Posted 12/1/11 on the Disease Management Care Blog
The Disease Management Care Blog sympathizes with all those minimally titled and disempowered health system “directors,” “managers,” “VPs,” and “team leaders” who look up from their trenches at the folks running things from afar in their C suites and wonder: how can my bosses be so foolish? With their one-size-fits-all management, organization-wide metrics and devotion to “accreditation,” and “recognition” and “certification,” they’ve forgotten about the patient. Something is so wrong.
If you’re one of these unfortunates, you may want to send the boss a copy of this New England Journal article on the four habits of high value care organizations. While it’s clear that some provider groups are star performers, policymakers are struggling to find the characteristics that separate the wheat from the chaff. Author Richard Bohmer helps out by pointing to four key characteristics that drive value. They’re not what the C-suite typically wants.
Those characteristics are:
1. Specification and planning: all patient care activities are based on explicit criteria that are tailored for patient subgroups. As a result, any intake process, intervention, pathway, communication or discharge process is directly linked to predetermined criteria that are tailored to categories of need. One-size-fits-all is thrown out the window.
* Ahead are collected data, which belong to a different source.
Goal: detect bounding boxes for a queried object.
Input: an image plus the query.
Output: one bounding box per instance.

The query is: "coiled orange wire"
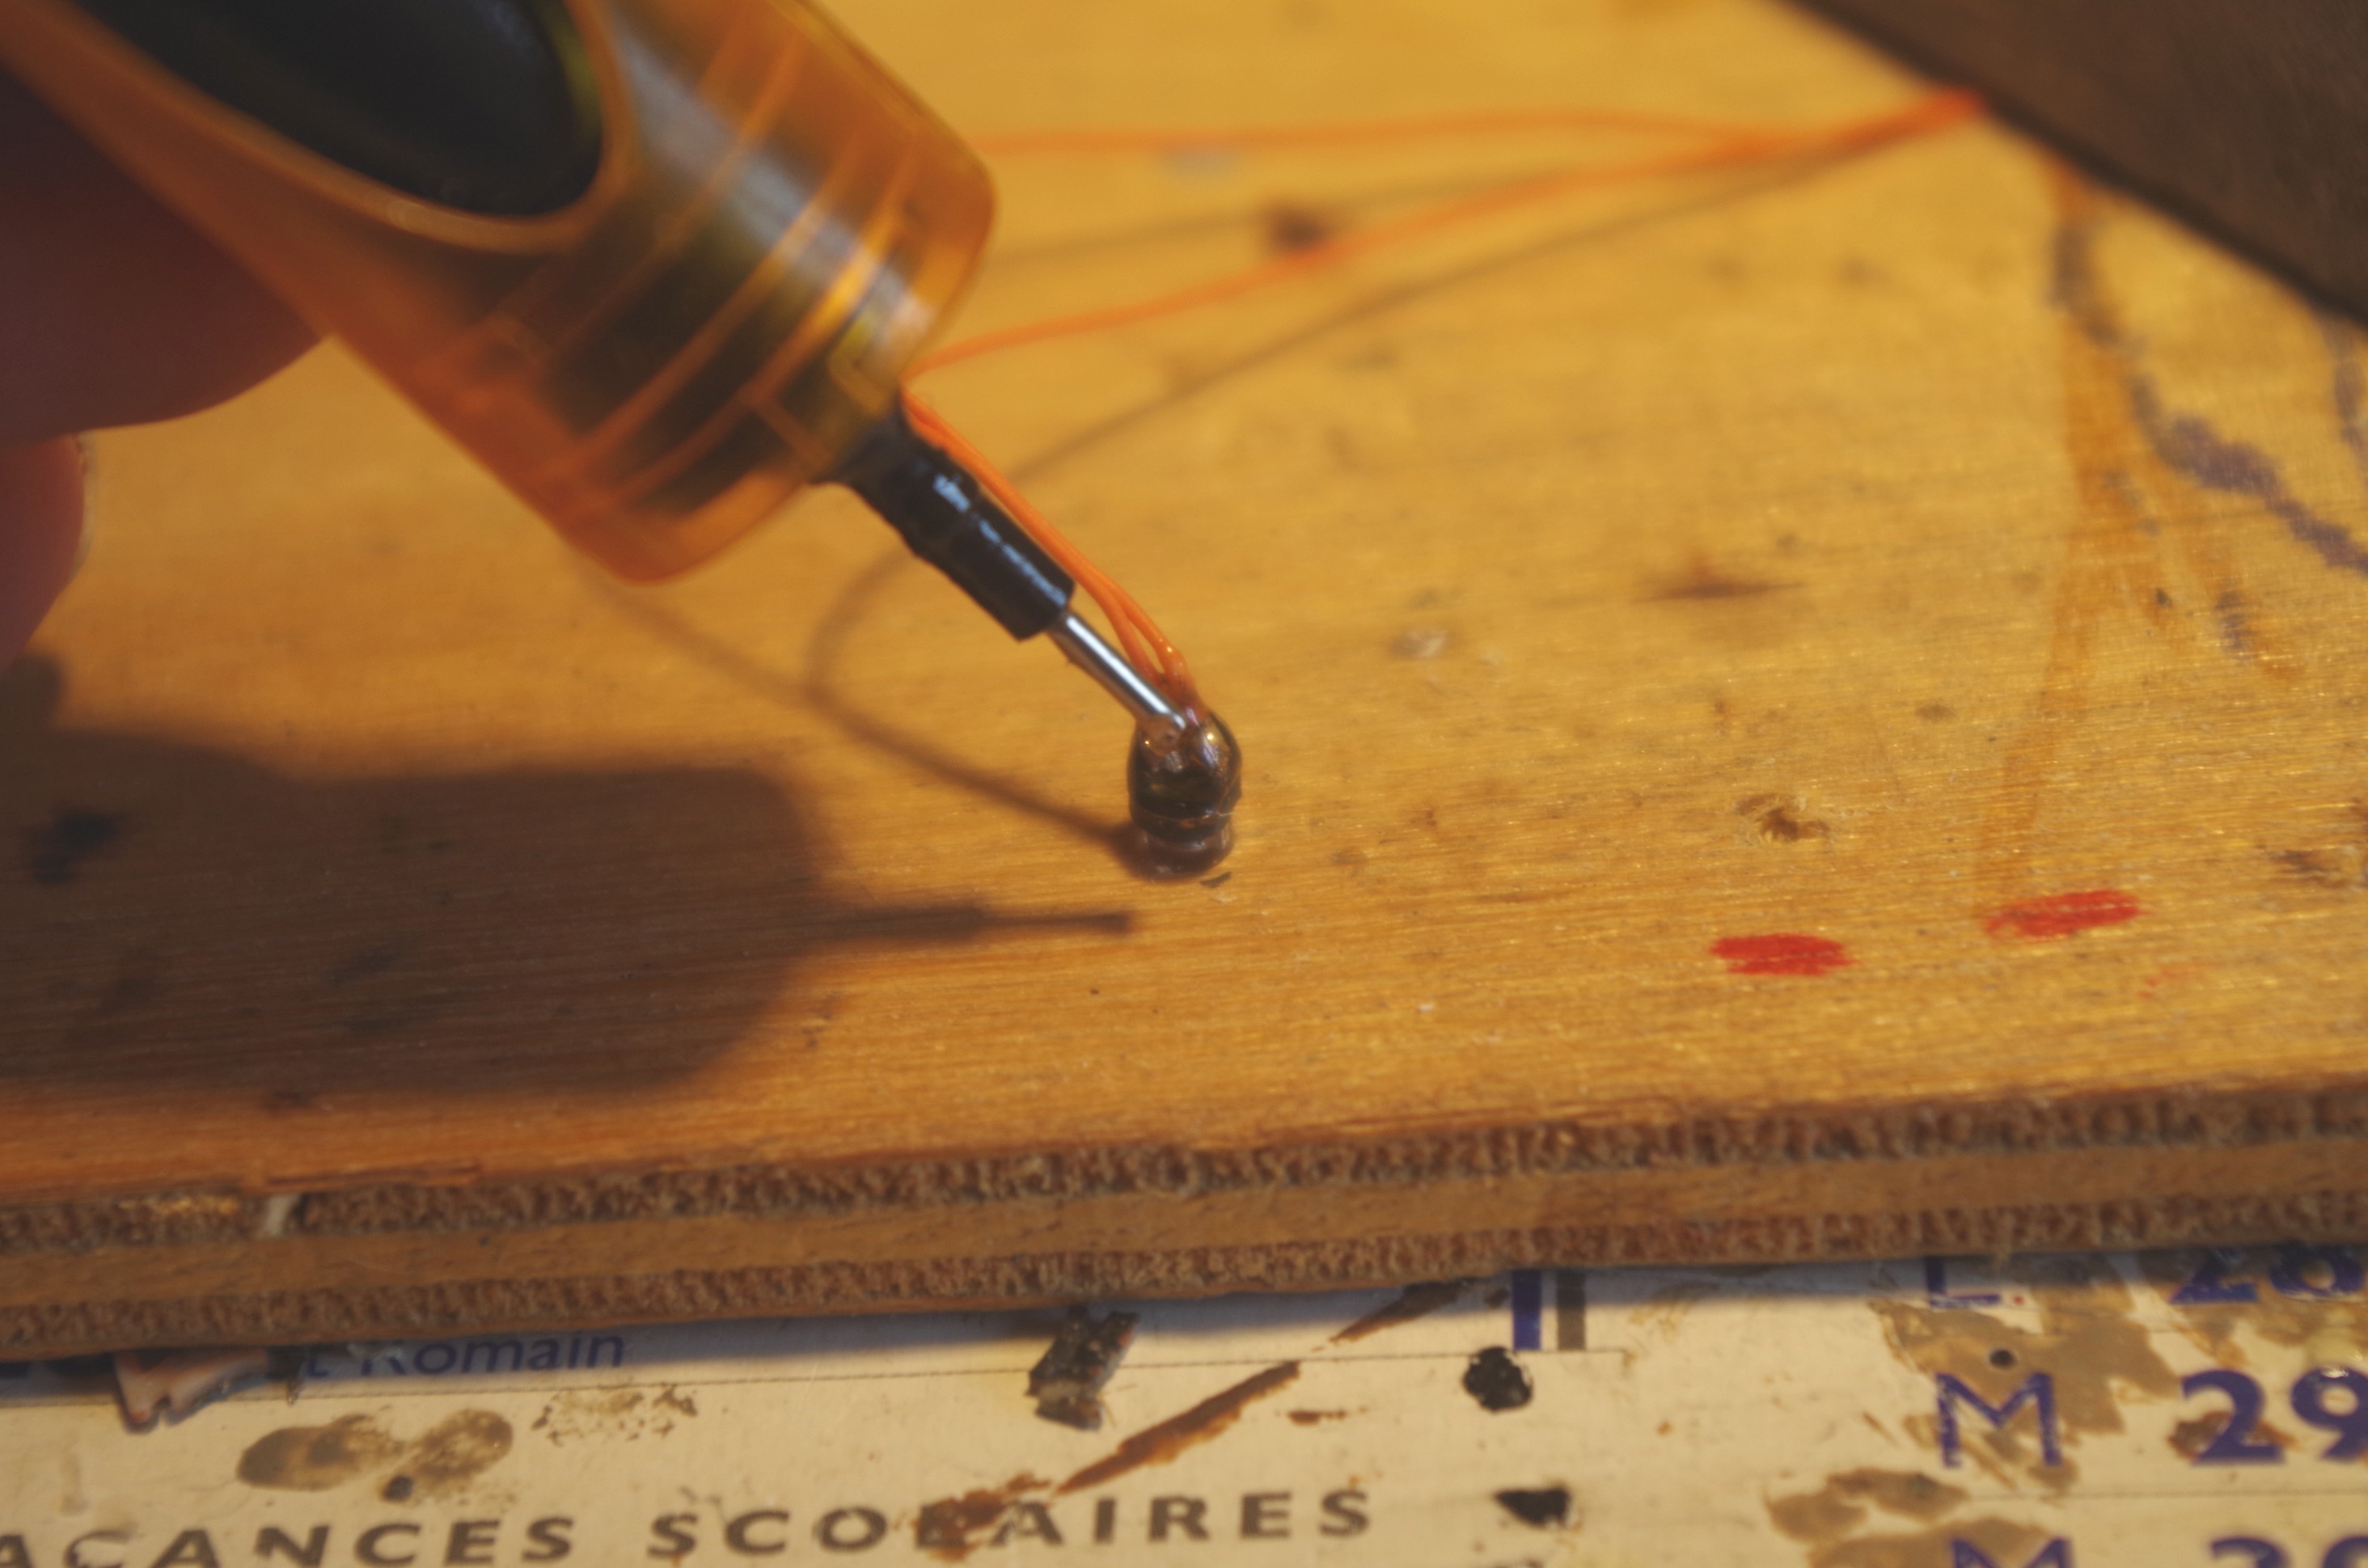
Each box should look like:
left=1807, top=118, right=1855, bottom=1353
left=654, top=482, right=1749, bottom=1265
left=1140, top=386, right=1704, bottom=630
left=904, top=87, right=1983, bottom=718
2. Microsystem design: staff, technology, policies and procedures are also fitted to serve the patient subpopulations. Team members have roles, supply chains are branching and information systems are tailored. While the trick is to harmonize it all, in the end everyone knows what to do depending on predetermined and very local engineering.
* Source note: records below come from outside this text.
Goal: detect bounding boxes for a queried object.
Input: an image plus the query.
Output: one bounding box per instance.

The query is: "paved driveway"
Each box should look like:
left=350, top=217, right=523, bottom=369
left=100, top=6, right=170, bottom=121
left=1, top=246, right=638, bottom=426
3. Measurement and oversight: it’s all about internal process control and performance management based on the patient populations and the organization’s culture. Those external accreditation metrics are important, but they’re a necessary evil that has little to do with the real work at hand.
4. Self-study: this makes use of all that internal measurement to better understand any positive or negative deviation from their own established internal benchmarks. This may include conducting ad-hoc prospective research-lite protocols. In addition, understanding what the measurement is saying becomes part of the organizations’ culture.
While C-suite types may be aghast over these recommendations, the DMCB has seen them work in day-to-day care management programs. It believes a good tide of risk segmentation, tailored care planning, ongoing measurement and a virtuous cycle of quality improvement will be a tide that not only improves HEDIS® scores, it will also reduce costs and improve quality.
Bravo says the DMCB. It’s mentioned many of these characteristics in prior posts, but this article does a nice job of pulling it all together. Best of all, it’s open access. Whether you’re a small physician owned practice or a large ACO wannabe, this article deserves to be in your library.